JUSTE UNE AUTRE HISTOIRE
Kant1killah
L'incompréhension, est à son paroxysme
Comme un proxo, tox de l'intox, classé sexisme
Esprit caniculaire mais le quotidien est polaire
Cellulaire pour un coup de cutter dans la veine jugulaire
L'air est oppressif, contracte une pièce tubulaire
Sans la joie de vivre d'un homme insulaire et séculaire
Victime de toxémie, complexe, sans répit
Dans le délit pas de sursis, rixe faite de dépit
Fixe, on évite pas les coups comme dans Matrix
La drogue dur tue comme pour Jimi Hendrix
Remis au goût du jour, fardeau dur a porté
Sans détours, des fléaux peuvent nous emporter
Le diable a pris d'assaut la cité des anges
Une fable devenue réelle, me dérange, étrange, sans louanges
Boulet au pied, épié, l'humain va couler
Saouler par l'environnement, le mal va se dérouler
Irréductible pensée malsaine qui gène
Pénible d'être une cible, seul survit ici la haine
L'humain sombre dans la pénombre d'où les tombes
Les actes malsains se dénombrent d'où les catacombes
La vie court à sa perte, va devenir une île déserte
En quête d'espoir, c'est le purgatoire qui m'inquiète
L'esprit se fait hara-kiri loin du paradis
Se dédie l'enfer, la sphère brûle comme un incendie.
Croire en qui, en quoi ? Rare sont les gens de foi
De loi, la confiance ne s'établit qu'en soi
Vision inquiétante, déviante vers l'illusion
Fusions d'idées incandescentes vers l'allusion
L'amour et ses contours se fondent dans l'acide
Les discours de sourd accourent mais restent stupides
Recours à la force physique, le temps est lourd et vide
Pas de détours autour des tours, pas de retours limpides
La guerre ne fait que le bonheur des cimetières
Comme naguère, gagner une terre grâce aux cimeterres
Rebouche le champagne car c'est la vie qui se couche
Une douche de violence abat les esprits farouches
Trop louche les enjeux, se mettent hors-jeu voir en touche
Les mots sortent des bouches de despotes purs souche
Malsain, mesquin, seul vogue l'âme du défunt
Pourtant l'amour devrait être une histoire sans fin.
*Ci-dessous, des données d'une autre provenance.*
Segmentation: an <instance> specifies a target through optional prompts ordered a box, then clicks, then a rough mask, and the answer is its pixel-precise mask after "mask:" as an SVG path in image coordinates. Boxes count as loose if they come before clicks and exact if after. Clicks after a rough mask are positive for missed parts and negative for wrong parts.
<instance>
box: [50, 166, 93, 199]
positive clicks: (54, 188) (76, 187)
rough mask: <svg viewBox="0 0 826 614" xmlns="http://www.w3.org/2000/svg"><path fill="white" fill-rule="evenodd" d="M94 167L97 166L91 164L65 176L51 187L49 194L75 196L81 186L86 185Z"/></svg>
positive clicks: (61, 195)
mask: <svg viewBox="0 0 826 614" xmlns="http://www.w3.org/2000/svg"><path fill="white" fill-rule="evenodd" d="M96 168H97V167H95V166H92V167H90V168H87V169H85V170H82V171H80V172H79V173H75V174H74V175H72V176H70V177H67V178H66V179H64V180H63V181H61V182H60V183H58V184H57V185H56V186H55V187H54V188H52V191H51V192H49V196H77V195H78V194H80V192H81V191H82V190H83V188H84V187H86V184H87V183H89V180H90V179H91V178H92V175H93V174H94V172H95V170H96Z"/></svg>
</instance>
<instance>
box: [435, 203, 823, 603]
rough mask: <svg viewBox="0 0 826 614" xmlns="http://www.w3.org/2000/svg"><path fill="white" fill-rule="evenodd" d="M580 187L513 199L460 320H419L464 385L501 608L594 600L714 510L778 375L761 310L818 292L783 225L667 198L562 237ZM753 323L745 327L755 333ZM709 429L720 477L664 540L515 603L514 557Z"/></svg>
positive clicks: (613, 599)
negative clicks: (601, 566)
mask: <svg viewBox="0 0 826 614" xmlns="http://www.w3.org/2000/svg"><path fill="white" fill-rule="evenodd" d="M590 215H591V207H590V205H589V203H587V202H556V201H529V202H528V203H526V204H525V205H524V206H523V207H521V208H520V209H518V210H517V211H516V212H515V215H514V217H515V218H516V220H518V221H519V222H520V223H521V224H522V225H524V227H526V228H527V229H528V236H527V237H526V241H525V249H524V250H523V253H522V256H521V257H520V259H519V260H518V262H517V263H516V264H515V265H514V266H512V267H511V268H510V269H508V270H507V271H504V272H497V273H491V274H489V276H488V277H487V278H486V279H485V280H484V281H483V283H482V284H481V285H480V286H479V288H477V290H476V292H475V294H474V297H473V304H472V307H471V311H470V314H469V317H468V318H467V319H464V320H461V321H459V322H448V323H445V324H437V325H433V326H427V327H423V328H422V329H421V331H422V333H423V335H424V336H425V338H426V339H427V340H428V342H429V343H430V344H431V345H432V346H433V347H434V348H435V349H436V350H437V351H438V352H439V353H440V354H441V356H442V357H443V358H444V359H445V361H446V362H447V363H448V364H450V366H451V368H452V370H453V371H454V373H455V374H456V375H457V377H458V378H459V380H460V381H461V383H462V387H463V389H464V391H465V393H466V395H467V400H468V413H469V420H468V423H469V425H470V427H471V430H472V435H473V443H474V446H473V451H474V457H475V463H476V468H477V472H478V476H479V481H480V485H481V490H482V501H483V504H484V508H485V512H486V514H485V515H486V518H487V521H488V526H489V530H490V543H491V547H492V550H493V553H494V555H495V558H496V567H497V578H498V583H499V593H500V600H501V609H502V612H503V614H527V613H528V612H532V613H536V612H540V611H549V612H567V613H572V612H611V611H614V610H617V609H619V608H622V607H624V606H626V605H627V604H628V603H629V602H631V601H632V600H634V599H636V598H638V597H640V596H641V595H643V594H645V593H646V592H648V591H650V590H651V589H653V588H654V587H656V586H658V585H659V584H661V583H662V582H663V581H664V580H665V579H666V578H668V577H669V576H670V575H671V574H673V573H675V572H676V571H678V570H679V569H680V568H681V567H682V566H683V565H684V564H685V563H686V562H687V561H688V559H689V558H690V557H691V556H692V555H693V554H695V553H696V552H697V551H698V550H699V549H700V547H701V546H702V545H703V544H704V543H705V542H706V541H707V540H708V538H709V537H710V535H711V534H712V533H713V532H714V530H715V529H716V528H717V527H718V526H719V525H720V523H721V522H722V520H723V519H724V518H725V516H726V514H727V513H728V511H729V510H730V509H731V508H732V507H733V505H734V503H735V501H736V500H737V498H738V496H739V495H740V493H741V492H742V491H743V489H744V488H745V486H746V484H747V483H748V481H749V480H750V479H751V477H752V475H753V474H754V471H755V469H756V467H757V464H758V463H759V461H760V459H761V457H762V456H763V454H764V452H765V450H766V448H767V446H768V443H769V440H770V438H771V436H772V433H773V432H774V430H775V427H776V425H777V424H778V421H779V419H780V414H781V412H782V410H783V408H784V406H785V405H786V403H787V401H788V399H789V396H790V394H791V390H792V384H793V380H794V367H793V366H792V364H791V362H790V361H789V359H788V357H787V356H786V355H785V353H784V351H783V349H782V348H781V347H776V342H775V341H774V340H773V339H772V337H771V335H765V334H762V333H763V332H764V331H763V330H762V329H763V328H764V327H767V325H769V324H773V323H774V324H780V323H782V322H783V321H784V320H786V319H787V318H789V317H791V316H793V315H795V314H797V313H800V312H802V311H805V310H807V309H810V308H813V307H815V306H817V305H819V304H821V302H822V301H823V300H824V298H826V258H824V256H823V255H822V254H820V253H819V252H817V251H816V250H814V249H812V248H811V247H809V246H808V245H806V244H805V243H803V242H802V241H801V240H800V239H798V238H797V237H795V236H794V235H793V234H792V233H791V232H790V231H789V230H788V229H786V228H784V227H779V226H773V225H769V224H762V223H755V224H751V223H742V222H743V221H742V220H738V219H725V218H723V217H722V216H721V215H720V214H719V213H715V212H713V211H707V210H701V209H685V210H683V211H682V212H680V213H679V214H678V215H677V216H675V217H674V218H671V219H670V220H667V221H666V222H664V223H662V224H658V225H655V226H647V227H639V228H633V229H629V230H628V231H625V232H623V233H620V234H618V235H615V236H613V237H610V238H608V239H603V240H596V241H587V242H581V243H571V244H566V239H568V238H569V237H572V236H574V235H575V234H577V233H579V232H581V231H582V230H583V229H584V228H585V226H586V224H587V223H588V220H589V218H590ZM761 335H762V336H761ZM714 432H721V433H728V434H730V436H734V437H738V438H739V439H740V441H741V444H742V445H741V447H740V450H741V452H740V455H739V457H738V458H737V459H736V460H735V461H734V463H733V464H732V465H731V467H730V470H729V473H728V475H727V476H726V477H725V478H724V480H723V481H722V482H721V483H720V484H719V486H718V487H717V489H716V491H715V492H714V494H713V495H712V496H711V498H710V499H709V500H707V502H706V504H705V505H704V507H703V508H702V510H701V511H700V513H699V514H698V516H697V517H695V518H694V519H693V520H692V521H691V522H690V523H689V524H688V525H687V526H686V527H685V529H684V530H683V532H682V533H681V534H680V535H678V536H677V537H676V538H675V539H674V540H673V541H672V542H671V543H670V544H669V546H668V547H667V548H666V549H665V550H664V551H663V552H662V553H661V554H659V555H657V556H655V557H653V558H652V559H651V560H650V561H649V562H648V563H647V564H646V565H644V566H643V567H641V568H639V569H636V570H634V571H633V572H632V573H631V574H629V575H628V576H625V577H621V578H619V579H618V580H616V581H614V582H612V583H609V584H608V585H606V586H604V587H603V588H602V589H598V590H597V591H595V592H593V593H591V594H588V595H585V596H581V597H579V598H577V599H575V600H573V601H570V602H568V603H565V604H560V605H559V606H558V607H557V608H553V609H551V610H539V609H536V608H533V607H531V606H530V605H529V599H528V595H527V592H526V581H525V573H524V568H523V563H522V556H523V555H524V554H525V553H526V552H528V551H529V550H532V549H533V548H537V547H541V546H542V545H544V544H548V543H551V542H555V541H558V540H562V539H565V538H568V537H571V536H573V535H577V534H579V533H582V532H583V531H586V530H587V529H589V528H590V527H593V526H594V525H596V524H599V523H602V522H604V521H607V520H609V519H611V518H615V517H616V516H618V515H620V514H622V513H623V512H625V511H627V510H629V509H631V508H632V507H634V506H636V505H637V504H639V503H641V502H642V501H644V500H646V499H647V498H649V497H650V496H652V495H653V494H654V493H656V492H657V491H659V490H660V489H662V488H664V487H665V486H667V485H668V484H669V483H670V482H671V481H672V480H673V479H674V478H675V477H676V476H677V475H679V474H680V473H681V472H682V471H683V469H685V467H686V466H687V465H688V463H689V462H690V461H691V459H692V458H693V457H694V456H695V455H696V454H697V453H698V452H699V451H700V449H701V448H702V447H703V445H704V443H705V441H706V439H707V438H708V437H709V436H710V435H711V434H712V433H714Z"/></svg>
On te sourit par-devant, on t'insulte par derrière
Pour faire machine avant, faut assurer ses arrières
Avancer d'un esprit de savant pour faire carrière
Les mots filent avec le vent, seul survit les prières
Les regards de la foule, tuent les différences
L'égard de ceux qui saoulent perpétue la déchéance
Les conflits armés, plient la discussion
Le drap mortuaire se déplie, assassinant l'union
Comment dormir avec toutes ces questions ?
Comment rire avec des problèmes sans solutions ?
Dans l'errance la méfiance entaille la confiance
La déviance des représailles anéantie les alliances
Le quotidien est che-lou, voir même re-lou
Si bien qu'on devient affamé tel une meute de loup
Y'en a marre, y'en a marre
Y'en a marre, de croire à l'espoir
Faut pas se voiler la face, la vie est faite de crasses
Qui s'entassent, nous enlacent et nous terrassent
Les ténèbres lugubres et insalubres s'accentuent
Les obus tirés par ces maudits chars tuent
Amour à grosse dose pour contrer ces nécroses
L'esprit se pose et se repose pour supprimer ces névroses
Propose une once de prose pour laver ces causes
Coupe ces ronces, plante et arrose ces roses.
Le chaos met K.O, tu peux entendre son écho
En déco, une atmosphère de désert en statu quo
Quotidien sans repos, les nerfs à fleur de peau
Pas fier de ce drapeau, la colère prend le flambeau
Il pleut dans les yeux, le palpitant s'emballe
Ce serait peut-être mieux dans les cieux avec une morale
C'est l'automne tous les jours, monotone ce séjour
Pas enveloppé de velours, la faucheuse accourt
Prend les âmes sinistres sur son passage
Brassage d'ignorants envenimés par la rage
Nos actes présents ont un impact pour le futur
Les éraflures commises qui perdurent seront juger très dur
La conscience en instance, gère les 5 sens
Pardonnons les offenses sinon on vit un clash d'arrogance
Trop de pensées avant d'aller se coucher dans le noir
Le résultat, c'est juste une autre histoire.